The Wednesday Daughters

Title:  The Wednesday Daughters
Author:  Meg Waite Clayton
Publication Information:  Ballatine Books, Random House Publishing Group, Random House, Inc. 2013. 289 pages.

Book Source:  I received this book through the LibraryThing Early Reviewers program free of cost in exchange for an honest review. The book arrived as a paperback advance uncorrected proof.

Favorite Quote:  "You Wednesday Children think all of life has to be lined up perfectly before it can be lived, but the Lord's good truth is that it doesn't ever line up the way you want it to. you just have to trust it to line up the way it ought, and plunge on ahead."

The Wednesday Daughters is a follow up to Meg Clayton's earlier book, The Wednesday Sisters, but it stands alone as a story. It is a story about characters rather than a plot. A lot of characters with a lot of stories.
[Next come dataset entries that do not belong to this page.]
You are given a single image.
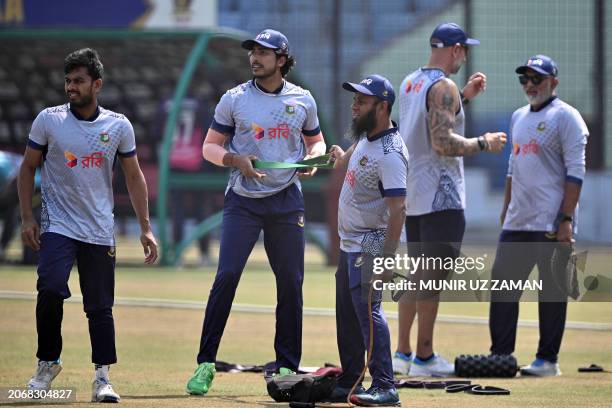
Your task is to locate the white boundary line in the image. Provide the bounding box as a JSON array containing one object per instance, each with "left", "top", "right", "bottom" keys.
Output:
[{"left": 0, "top": 290, "right": 612, "bottom": 331}]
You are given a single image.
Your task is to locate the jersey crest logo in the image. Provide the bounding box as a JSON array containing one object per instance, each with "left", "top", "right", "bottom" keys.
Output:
[
  {"left": 405, "top": 81, "right": 412, "bottom": 93},
  {"left": 251, "top": 123, "right": 266, "bottom": 140},
  {"left": 64, "top": 150, "right": 79, "bottom": 168},
  {"left": 355, "top": 256, "right": 365, "bottom": 268}
]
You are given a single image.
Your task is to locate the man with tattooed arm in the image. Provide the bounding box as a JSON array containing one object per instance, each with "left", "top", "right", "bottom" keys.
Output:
[{"left": 393, "top": 23, "right": 506, "bottom": 376}]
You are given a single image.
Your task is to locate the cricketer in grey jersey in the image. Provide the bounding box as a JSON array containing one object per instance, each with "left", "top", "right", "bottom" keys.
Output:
[
  {"left": 338, "top": 127, "right": 408, "bottom": 255},
  {"left": 28, "top": 104, "right": 136, "bottom": 246},
  {"left": 503, "top": 96, "right": 589, "bottom": 231},
  {"left": 211, "top": 80, "right": 321, "bottom": 198}
]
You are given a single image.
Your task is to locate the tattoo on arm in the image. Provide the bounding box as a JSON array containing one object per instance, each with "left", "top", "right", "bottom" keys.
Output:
[{"left": 428, "top": 80, "right": 480, "bottom": 156}]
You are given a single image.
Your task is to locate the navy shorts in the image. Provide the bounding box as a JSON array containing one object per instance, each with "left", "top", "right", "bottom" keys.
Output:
[{"left": 36, "top": 232, "right": 115, "bottom": 312}]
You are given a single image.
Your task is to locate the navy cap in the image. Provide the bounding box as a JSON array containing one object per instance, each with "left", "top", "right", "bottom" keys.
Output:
[
  {"left": 342, "top": 74, "right": 395, "bottom": 105},
  {"left": 515, "top": 54, "right": 559, "bottom": 77},
  {"left": 429, "top": 23, "right": 480, "bottom": 48},
  {"left": 242, "top": 28, "right": 289, "bottom": 55}
]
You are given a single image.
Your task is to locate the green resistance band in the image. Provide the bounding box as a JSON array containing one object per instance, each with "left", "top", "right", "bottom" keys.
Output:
[{"left": 253, "top": 153, "right": 334, "bottom": 169}]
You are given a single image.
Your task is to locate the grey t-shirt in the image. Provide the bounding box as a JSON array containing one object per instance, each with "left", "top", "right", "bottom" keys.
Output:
[
  {"left": 28, "top": 104, "right": 136, "bottom": 246},
  {"left": 338, "top": 128, "right": 408, "bottom": 255},
  {"left": 211, "top": 81, "right": 320, "bottom": 198},
  {"left": 504, "top": 98, "right": 589, "bottom": 231}
]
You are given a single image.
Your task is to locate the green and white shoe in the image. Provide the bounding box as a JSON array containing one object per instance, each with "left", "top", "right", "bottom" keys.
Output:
[{"left": 187, "top": 363, "right": 216, "bottom": 395}]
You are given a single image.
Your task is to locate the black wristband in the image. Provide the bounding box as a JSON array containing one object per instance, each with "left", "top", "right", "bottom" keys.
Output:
[
  {"left": 477, "top": 136, "right": 487, "bottom": 152},
  {"left": 555, "top": 212, "right": 574, "bottom": 224}
]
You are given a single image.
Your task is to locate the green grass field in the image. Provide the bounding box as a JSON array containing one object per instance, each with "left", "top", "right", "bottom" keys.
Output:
[{"left": 0, "top": 241, "right": 612, "bottom": 408}]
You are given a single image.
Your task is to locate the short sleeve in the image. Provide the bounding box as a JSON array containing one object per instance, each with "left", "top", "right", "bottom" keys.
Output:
[
  {"left": 378, "top": 152, "right": 408, "bottom": 197},
  {"left": 28, "top": 110, "right": 49, "bottom": 150},
  {"left": 506, "top": 112, "right": 516, "bottom": 177},
  {"left": 302, "top": 93, "right": 321, "bottom": 136},
  {"left": 559, "top": 108, "right": 589, "bottom": 184},
  {"left": 210, "top": 92, "right": 236, "bottom": 135},
  {"left": 117, "top": 118, "right": 136, "bottom": 157}
]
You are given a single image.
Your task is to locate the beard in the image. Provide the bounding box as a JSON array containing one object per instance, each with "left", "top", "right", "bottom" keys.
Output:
[
  {"left": 66, "top": 89, "right": 93, "bottom": 108},
  {"left": 251, "top": 67, "right": 276, "bottom": 79},
  {"left": 347, "top": 103, "right": 378, "bottom": 142},
  {"left": 525, "top": 89, "right": 552, "bottom": 106}
]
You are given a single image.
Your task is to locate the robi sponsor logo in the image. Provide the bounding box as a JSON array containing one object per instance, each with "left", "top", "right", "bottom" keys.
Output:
[
  {"left": 64, "top": 150, "right": 79, "bottom": 168},
  {"left": 513, "top": 139, "right": 540, "bottom": 156},
  {"left": 64, "top": 150, "right": 104, "bottom": 169},
  {"left": 346, "top": 170, "right": 357, "bottom": 187},
  {"left": 251, "top": 123, "right": 291, "bottom": 140},
  {"left": 251, "top": 123, "right": 266, "bottom": 140}
]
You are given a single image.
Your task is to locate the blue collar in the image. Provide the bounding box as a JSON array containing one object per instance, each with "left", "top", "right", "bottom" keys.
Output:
[
  {"left": 253, "top": 78, "right": 285, "bottom": 95},
  {"left": 367, "top": 121, "right": 397, "bottom": 142},
  {"left": 70, "top": 105, "right": 100, "bottom": 122},
  {"left": 529, "top": 95, "right": 557, "bottom": 112}
]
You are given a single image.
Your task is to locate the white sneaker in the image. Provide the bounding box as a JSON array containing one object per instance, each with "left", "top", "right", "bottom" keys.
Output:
[
  {"left": 521, "top": 358, "right": 561, "bottom": 377},
  {"left": 91, "top": 378, "right": 121, "bottom": 402},
  {"left": 408, "top": 353, "right": 455, "bottom": 377},
  {"left": 27, "top": 360, "right": 62, "bottom": 390},
  {"left": 392, "top": 351, "right": 412, "bottom": 375}
]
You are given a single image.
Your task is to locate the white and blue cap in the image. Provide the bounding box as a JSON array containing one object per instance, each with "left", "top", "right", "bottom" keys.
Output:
[
  {"left": 515, "top": 54, "right": 559, "bottom": 77},
  {"left": 429, "top": 23, "right": 480, "bottom": 48},
  {"left": 342, "top": 74, "right": 395, "bottom": 106},
  {"left": 242, "top": 28, "right": 289, "bottom": 55}
]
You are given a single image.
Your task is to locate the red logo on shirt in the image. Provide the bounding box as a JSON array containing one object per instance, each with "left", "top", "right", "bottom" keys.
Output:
[
  {"left": 251, "top": 123, "right": 291, "bottom": 140},
  {"left": 346, "top": 170, "right": 357, "bottom": 187},
  {"left": 64, "top": 150, "right": 79, "bottom": 168},
  {"left": 406, "top": 81, "right": 412, "bottom": 93},
  {"left": 64, "top": 151, "right": 104, "bottom": 168},
  {"left": 414, "top": 79, "right": 424, "bottom": 93},
  {"left": 251, "top": 123, "right": 265, "bottom": 140},
  {"left": 514, "top": 139, "right": 540, "bottom": 156}
]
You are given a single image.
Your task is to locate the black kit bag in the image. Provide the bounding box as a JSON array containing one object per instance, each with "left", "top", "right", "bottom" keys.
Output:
[
  {"left": 266, "top": 369, "right": 338, "bottom": 402},
  {"left": 455, "top": 354, "right": 519, "bottom": 378}
]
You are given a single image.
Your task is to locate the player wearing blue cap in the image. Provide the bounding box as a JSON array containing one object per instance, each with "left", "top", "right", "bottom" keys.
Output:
[
  {"left": 489, "top": 55, "right": 589, "bottom": 376},
  {"left": 393, "top": 23, "right": 506, "bottom": 376},
  {"left": 330, "top": 75, "right": 408, "bottom": 407},
  {"left": 187, "top": 29, "right": 326, "bottom": 395},
  {"left": 19, "top": 48, "right": 157, "bottom": 402}
]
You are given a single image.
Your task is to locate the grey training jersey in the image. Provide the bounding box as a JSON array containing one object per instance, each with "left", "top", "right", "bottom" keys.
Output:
[
  {"left": 504, "top": 97, "right": 589, "bottom": 231},
  {"left": 338, "top": 128, "right": 408, "bottom": 255},
  {"left": 28, "top": 104, "right": 136, "bottom": 246},
  {"left": 211, "top": 81, "right": 320, "bottom": 198},
  {"left": 399, "top": 68, "right": 465, "bottom": 215}
]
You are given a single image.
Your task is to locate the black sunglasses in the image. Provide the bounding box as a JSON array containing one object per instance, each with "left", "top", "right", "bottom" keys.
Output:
[{"left": 519, "top": 74, "right": 546, "bottom": 86}]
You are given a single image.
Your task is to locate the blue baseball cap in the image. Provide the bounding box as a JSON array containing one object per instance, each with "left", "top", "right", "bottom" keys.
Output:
[
  {"left": 242, "top": 28, "right": 289, "bottom": 55},
  {"left": 342, "top": 74, "right": 395, "bottom": 106},
  {"left": 429, "top": 23, "right": 480, "bottom": 48},
  {"left": 515, "top": 54, "right": 559, "bottom": 77}
]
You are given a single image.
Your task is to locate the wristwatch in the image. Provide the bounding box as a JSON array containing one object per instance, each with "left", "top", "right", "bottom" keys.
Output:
[
  {"left": 555, "top": 212, "right": 574, "bottom": 224},
  {"left": 477, "top": 136, "right": 487, "bottom": 151}
]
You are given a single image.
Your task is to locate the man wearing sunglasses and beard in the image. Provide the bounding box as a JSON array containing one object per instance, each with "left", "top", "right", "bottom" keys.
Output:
[
  {"left": 489, "top": 55, "right": 589, "bottom": 377},
  {"left": 330, "top": 75, "right": 408, "bottom": 407}
]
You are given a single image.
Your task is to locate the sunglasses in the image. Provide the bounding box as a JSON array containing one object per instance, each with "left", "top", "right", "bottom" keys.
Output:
[{"left": 519, "top": 75, "right": 546, "bottom": 86}]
Three of the main characters - Hope, Anna Paige, and Julie - are the Wednesday daughters. They are life long friends because of the friendship among their mothers. Hope's mother Ally recently passed away, and the friends come to England's lake district to clean out a cottage Ally owned there.

Hope is struggling to cope with her mother's death, still work out her relationship with her mother, and thinking about a struggling marriage. Julie is attempting to recover from the death of her twin and her own guilt about events in the past. Anna Paige, who had a very close bond with Ally, is grieving for her own loss and is dealing with relationship and commitment issues.

In the lake district, the women meet Graham and Robbie. Graham, a man living alone is struggling with his mixed heritage, a secret connection to the Wednesday daughters, and a lost love. Robbie is the island boatman but with a past and a story of his own. The stories of these two men intertwine with those of the Wednesday daughters.

Intermingled with these stories are excerpts from Ally's journals. These are written as Ally's musing and as conversations with Beatrix Potter (yes, the author). Mind you, the conversations and musing are imaginary of course.

Confused yet? Me too. This book had way too much going on. So many stories intertwined told in so many different voices. The individual thread became difficult to follow and did not hold my interest.